Tailoring symmetric metallic and magnetic edge states of nanoribbon in semiconductive monolayer PtS2

TL;DR

This study designs a nanoribbon from monolayer PtS2 with symmetric metallic and magnetic edges, using first-principles calculations, revealing stable Pt-terminated edges with potential nano power transmission applications.

Contribution

It introduces a novel nanoribbon with symmetric metallic and magnetic edges in PtS2, demonstrating stability and potential for nano power transmission.

Findings

Pt-terminated edges are stable and metallic.

Nanoribbon features two atomic metallic wires.

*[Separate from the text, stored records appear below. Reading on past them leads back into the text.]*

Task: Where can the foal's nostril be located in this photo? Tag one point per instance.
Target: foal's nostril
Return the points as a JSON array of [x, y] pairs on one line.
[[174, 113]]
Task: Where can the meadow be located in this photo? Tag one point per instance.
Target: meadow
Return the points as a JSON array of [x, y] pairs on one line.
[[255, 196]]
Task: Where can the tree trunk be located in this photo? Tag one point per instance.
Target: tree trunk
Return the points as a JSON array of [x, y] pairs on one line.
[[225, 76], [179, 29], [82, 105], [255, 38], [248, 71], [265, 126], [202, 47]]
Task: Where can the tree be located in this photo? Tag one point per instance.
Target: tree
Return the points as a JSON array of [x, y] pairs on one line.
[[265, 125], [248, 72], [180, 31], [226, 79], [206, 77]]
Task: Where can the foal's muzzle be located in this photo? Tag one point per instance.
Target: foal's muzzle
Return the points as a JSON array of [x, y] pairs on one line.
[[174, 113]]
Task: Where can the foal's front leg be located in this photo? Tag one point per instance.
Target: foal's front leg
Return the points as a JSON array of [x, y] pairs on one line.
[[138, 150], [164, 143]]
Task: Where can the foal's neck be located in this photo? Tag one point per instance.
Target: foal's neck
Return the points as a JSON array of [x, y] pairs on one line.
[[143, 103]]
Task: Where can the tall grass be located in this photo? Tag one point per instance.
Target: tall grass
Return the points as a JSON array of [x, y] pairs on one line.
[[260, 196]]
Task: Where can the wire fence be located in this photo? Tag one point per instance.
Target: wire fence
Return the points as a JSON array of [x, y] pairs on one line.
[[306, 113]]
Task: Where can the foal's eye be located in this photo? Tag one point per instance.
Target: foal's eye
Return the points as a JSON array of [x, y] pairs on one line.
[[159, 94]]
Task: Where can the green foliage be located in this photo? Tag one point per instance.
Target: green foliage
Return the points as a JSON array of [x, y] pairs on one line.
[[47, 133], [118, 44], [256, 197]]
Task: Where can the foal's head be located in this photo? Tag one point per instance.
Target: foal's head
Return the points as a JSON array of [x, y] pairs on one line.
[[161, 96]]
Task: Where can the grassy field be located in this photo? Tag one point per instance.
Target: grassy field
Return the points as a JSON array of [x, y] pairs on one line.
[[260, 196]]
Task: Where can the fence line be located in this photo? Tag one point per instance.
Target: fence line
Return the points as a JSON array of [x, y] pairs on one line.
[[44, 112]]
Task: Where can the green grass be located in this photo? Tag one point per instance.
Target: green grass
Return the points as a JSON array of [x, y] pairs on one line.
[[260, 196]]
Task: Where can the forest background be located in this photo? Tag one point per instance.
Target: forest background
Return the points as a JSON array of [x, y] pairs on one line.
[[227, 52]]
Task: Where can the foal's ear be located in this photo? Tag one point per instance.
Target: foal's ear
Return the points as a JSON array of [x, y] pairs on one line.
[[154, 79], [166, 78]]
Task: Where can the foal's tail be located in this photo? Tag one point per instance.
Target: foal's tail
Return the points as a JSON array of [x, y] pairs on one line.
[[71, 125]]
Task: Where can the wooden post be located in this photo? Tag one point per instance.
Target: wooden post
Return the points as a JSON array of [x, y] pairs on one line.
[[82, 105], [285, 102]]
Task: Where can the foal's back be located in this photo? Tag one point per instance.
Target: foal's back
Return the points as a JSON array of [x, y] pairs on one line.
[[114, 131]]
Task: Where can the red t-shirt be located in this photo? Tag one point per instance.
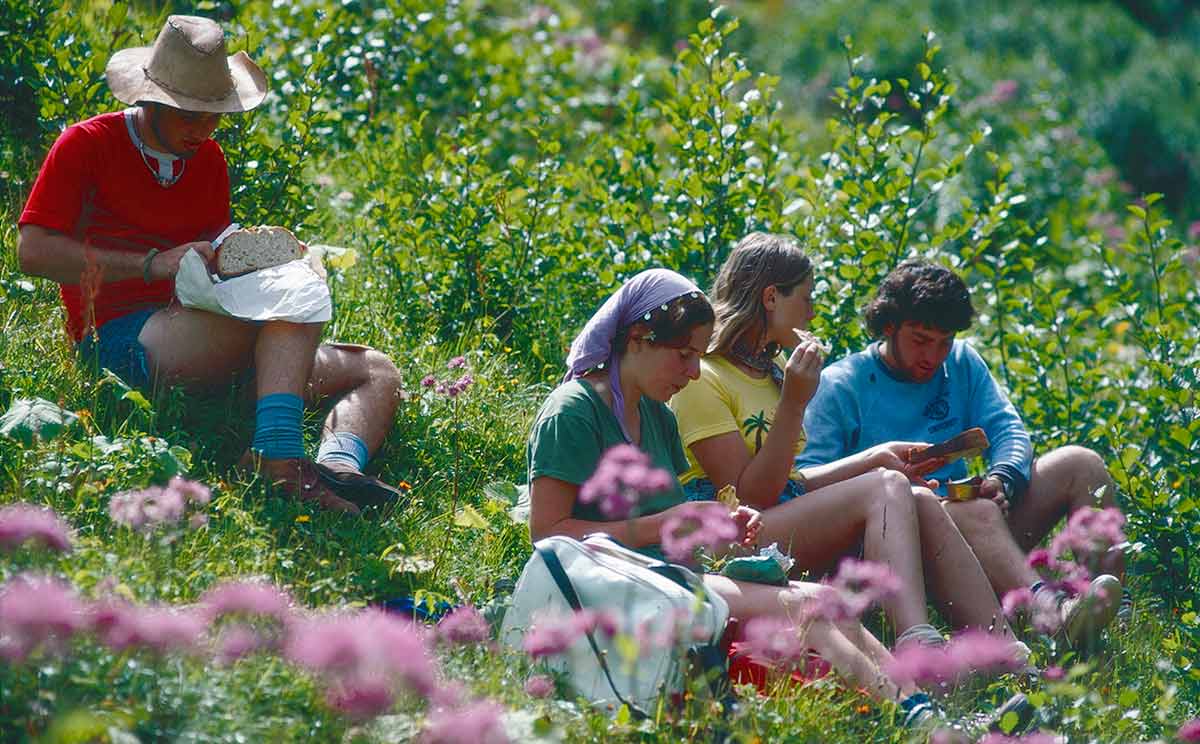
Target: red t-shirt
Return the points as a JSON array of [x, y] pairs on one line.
[[95, 187]]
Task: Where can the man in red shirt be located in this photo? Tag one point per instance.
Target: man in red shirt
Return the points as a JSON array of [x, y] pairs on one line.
[[121, 198]]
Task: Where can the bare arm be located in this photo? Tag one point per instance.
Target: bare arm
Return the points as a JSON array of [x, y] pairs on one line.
[[550, 514], [54, 256], [760, 478]]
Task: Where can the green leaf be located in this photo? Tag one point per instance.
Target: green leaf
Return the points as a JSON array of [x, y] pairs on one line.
[[1009, 721], [503, 491], [137, 399], [469, 517]]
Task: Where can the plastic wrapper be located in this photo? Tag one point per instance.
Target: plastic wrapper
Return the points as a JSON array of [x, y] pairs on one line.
[[295, 292]]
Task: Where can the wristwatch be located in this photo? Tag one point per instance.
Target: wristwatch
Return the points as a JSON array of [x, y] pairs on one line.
[[1005, 484]]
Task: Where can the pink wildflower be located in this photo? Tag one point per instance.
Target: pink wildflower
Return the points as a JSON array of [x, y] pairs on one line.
[[120, 625], [972, 652], [459, 387], [1036, 737], [550, 639], [192, 491], [1039, 558], [553, 635], [977, 651], [238, 641], [247, 598], [773, 642], [1189, 731], [163, 629], [539, 685], [1017, 600], [697, 526], [361, 697], [148, 509], [1003, 91], [623, 478], [353, 651], [34, 611], [478, 723], [465, 627], [855, 588], [1090, 532], [21, 523]]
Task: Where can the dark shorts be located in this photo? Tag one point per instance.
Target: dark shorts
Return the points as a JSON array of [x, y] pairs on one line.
[[702, 490], [117, 347]]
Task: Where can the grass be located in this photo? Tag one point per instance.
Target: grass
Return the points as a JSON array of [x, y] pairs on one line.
[[1128, 693]]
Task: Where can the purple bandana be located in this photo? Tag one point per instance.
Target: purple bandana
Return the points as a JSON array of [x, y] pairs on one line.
[[637, 297]]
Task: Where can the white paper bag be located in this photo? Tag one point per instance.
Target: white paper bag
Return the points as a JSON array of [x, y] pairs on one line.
[[289, 292]]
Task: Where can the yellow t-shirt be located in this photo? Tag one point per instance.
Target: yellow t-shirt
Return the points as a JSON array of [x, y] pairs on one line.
[[726, 400]]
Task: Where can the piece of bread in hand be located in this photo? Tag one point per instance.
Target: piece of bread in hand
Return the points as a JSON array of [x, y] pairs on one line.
[[256, 247]]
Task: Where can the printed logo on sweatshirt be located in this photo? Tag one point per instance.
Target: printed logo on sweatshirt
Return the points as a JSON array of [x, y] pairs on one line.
[[940, 407]]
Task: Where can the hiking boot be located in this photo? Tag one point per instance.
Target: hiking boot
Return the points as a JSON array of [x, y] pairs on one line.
[[358, 487], [1018, 705], [1085, 616], [299, 478]]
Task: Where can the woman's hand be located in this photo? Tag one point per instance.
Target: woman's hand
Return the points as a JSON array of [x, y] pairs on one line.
[[802, 375], [749, 523]]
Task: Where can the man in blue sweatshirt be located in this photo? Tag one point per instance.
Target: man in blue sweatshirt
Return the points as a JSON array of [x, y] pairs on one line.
[[917, 383]]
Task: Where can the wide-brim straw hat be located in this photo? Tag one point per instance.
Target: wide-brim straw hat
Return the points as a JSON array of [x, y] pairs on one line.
[[187, 67]]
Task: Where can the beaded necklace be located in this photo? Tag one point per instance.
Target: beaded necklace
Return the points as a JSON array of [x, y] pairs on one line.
[[165, 174]]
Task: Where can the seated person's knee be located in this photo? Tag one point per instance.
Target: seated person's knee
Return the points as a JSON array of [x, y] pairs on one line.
[[979, 513]]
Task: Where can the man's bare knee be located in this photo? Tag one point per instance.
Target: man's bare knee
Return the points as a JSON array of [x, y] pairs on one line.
[[383, 371], [981, 514]]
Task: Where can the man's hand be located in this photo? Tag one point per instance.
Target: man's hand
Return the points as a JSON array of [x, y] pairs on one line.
[[749, 523], [994, 489], [166, 264], [893, 456]]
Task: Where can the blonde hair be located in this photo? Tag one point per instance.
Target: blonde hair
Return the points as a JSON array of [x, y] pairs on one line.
[[759, 261]]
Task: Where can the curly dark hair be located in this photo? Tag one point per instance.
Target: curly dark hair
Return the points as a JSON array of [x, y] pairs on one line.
[[671, 325], [921, 292]]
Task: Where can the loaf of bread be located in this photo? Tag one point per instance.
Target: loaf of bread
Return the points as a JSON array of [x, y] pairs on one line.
[[256, 247]]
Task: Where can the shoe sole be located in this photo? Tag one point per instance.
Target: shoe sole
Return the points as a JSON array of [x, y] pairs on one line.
[[1095, 611], [358, 489]]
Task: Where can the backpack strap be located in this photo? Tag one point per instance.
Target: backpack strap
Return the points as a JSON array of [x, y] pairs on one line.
[[564, 585]]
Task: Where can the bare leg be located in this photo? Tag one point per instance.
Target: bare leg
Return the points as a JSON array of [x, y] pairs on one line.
[[370, 389], [750, 600], [987, 532], [203, 351], [876, 508], [958, 582], [1062, 481], [197, 349]]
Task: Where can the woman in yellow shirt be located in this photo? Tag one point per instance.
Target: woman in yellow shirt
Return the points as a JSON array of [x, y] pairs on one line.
[[742, 424]]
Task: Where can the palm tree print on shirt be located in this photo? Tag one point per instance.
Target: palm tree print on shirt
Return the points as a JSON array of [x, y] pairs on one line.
[[759, 425]]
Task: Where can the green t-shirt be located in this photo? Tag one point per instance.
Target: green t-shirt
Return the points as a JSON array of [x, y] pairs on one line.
[[575, 427]]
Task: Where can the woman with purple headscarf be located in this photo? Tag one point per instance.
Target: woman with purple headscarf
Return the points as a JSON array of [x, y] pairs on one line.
[[639, 349]]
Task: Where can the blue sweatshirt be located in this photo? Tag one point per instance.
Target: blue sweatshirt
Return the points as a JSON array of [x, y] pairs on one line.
[[861, 403]]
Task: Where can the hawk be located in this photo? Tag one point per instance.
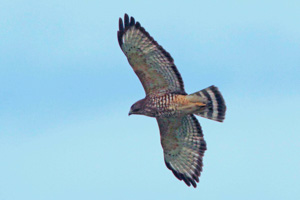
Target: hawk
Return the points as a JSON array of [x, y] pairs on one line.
[[166, 100]]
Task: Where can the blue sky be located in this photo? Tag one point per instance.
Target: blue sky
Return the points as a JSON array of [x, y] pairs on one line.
[[66, 89]]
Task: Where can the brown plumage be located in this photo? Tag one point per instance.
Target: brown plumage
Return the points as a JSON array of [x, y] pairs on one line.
[[166, 100]]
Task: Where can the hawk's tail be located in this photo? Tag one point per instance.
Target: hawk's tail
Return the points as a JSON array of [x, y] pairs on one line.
[[215, 105]]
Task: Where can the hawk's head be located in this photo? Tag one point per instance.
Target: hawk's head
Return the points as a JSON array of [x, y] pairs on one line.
[[137, 108]]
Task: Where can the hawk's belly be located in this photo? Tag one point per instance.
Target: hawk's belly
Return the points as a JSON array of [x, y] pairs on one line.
[[169, 105]]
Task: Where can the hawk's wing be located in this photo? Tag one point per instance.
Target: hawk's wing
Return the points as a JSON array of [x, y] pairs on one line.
[[184, 146], [151, 63]]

Potential application as nano power transmission lines.

Abstract

Fabrication of atomic scale of metallic wire remains challenging. In present work, a nanoribbon with two parallel symmetric metallic and magnetic edges was designed from semiconductive monolayer PtS2 by employing first-principles calculations based on density functional theory. Edge energy, bonding charge density, band structure and simulated STM of possible edges states of PtS2 were systematically studied. It was found that Pt-terminated edge nanoribbons were the relatively stable metallic and magnetic edge tailored from a noble transition metal dichalcogenides PtS2. The nanoribbon with two atomic metallic wires may have promising application as nano power transmission lines, which at least two lines are needed.